After hydrogenation or interesterification, the output product is bleached (if necessary) and (re-) deodorised.

The predominant commercial application for interesterification in the EU is the production of shortenings and speciality fats for the confectionery and vegetable dairy industries. This process permits the production of high-stability margarine blends that have highly desirable melting qualities, such as cocoa butter substitutes.


The fractionation process consists on the removal of solids by controlled crystallization and separation techniques involving the use of solvents or dry processing. Dry fractionation encompasses both winterization and pressing techniques and is the most widely practiced form of fractionation. It relies upon the differences in melting points and triglyceride solubility to separate the oil fractions.

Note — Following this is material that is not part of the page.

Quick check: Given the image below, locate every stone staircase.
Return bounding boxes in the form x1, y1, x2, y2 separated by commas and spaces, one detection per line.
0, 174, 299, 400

Pressing is a fractionation process sometimes used to separate liquid oils from solid fat. This process presses the liquid oil from the solid fraction by hydraulic pressure or vacuum filtration. This process is used commercially to produce hard butters and specialty fats from oils such as palm and palm kernel.

Solvent fractionation is the term used to describe a process for the crystallization of a desired fraction from a mixture of triglycerides dissolved in a suitable solvent. Fractions may be selectively crystallized at different temperatures after which the fractions are separated and the solvent removed. Solvent fractionation is practiced commercially to produce hard butters.